Help - Search - Members - Calendar
Full Version: Odd 'lock ups'?
MandrivaUsers.org > Advanced Topics > Command Line, Kernel and Programming
Urza9814
Ok, so every so often, my computer appears to lock up. It's still running, because I'm still getting emails that backups were completed, I'm still on AIM, and externally everything seems fine. But the screens are black and getting no signal from the computer, they keyboard won't work - even the numlock and capslock lights won't toggle. Usually I notice it within a few hours; it happens every couple days. Last time this happened, I tried to login to webmin, which should have been running and unblocked by my firewall, but no luck. SSH was being blocked. The only thing I'm seeing in the system logs before the crash is 'crond (mail)' messages, so I'm halting crond. My next attempt will be disabling my KDE screen saver (though I've already tried changing it to 'none')

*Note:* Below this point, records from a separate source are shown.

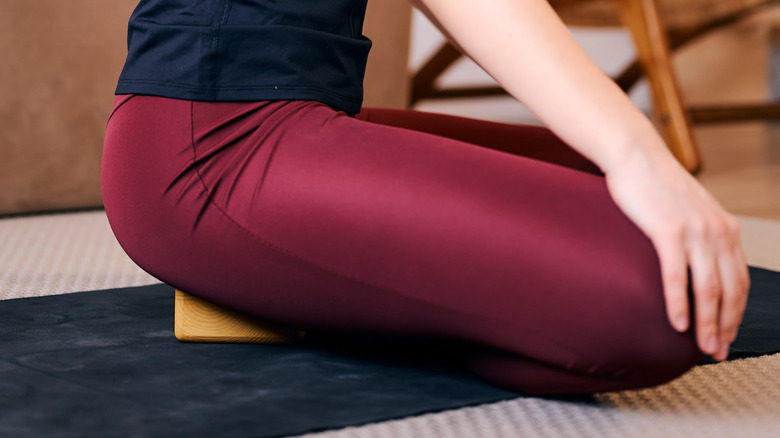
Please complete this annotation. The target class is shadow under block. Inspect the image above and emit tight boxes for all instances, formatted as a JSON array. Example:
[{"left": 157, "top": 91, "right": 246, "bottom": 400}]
[{"left": 174, "top": 289, "right": 304, "bottom": 344}]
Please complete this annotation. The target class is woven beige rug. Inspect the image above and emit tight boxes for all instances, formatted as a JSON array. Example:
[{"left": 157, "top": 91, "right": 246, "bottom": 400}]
[{"left": 0, "top": 211, "right": 780, "bottom": 438}]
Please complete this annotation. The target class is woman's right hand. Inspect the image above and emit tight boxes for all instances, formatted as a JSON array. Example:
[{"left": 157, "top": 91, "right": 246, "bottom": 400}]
[{"left": 605, "top": 147, "right": 750, "bottom": 360}]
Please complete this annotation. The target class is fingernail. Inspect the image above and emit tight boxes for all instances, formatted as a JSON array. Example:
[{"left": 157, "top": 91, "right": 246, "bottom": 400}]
[
  {"left": 674, "top": 315, "right": 688, "bottom": 332},
  {"left": 718, "top": 344, "right": 729, "bottom": 360},
  {"left": 704, "top": 335, "right": 718, "bottom": 354}
]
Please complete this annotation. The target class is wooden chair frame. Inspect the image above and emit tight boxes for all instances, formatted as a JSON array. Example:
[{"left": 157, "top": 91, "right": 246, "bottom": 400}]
[{"left": 410, "top": 0, "right": 780, "bottom": 172}]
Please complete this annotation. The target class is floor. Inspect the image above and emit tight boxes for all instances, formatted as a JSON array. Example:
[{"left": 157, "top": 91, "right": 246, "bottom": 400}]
[{"left": 696, "top": 122, "right": 780, "bottom": 221}]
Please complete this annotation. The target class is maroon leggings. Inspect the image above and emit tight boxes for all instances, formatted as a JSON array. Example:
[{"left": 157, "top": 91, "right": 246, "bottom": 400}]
[{"left": 102, "top": 96, "right": 702, "bottom": 393}]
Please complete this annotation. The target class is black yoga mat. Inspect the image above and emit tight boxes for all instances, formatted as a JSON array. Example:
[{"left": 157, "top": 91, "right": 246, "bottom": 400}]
[{"left": 0, "top": 267, "right": 780, "bottom": 437}]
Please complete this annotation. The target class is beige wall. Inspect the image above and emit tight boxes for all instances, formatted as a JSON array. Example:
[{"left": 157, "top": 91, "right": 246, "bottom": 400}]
[{"left": 363, "top": 0, "right": 412, "bottom": 108}]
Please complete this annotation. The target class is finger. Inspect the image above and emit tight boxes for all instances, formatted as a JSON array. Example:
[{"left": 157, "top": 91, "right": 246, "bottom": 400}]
[
  {"left": 658, "top": 241, "right": 690, "bottom": 333},
  {"left": 719, "top": 247, "right": 750, "bottom": 345},
  {"left": 690, "top": 245, "right": 722, "bottom": 360}
]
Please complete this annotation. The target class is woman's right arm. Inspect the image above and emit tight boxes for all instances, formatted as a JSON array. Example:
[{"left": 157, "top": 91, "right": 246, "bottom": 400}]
[{"left": 412, "top": 0, "right": 749, "bottom": 359}]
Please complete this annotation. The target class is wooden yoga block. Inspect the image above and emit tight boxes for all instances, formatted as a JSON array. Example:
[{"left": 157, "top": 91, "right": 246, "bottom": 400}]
[{"left": 174, "top": 289, "right": 304, "bottom": 344}]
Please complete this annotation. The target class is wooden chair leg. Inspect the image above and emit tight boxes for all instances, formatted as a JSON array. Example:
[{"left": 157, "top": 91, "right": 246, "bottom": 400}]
[
  {"left": 617, "top": 0, "right": 701, "bottom": 172},
  {"left": 174, "top": 289, "right": 304, "bottom": 344}
]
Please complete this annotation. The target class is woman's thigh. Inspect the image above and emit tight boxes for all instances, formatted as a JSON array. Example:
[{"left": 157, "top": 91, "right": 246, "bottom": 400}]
[
  {"left": 104, "top": 96, "right": 695, "bottom": 392},
  {"left": 356, "top": 108, "right": 604, "bottom": 176}
]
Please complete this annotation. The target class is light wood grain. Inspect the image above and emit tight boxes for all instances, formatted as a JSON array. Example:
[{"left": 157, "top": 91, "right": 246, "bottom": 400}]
[
  {"left": 617, "top": 0, "right": 701, "bottom": 172},
  {"left": 174, "top": 289, "right": 304, "bottom": 344}
]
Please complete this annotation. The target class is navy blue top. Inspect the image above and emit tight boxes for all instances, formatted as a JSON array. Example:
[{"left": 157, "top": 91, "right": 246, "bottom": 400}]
[{"left": 116, "top": 0, "right": 371, "bottom": 114}]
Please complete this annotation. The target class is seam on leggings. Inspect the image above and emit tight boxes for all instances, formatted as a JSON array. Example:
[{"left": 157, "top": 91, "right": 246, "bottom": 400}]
[
  {"left": 190, "top": 101, "right": 600, "bottom": 375},
  {"left": 106, "top": 94, "right": 137, "bottom": 126}
]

Basically, what I want to know is, will halting crond cause any problems (other than, I'm guessing, stopping my nightly backups from running)? And does anyone have any other ideas what the problem may be and/or how I could figure it out? I'm running Mandriva 2008 Spring, getting all the updates, and this problem has pretty much been occurring since installing...but that install also coincided with some massive hardware updates, so that's more likely the problem.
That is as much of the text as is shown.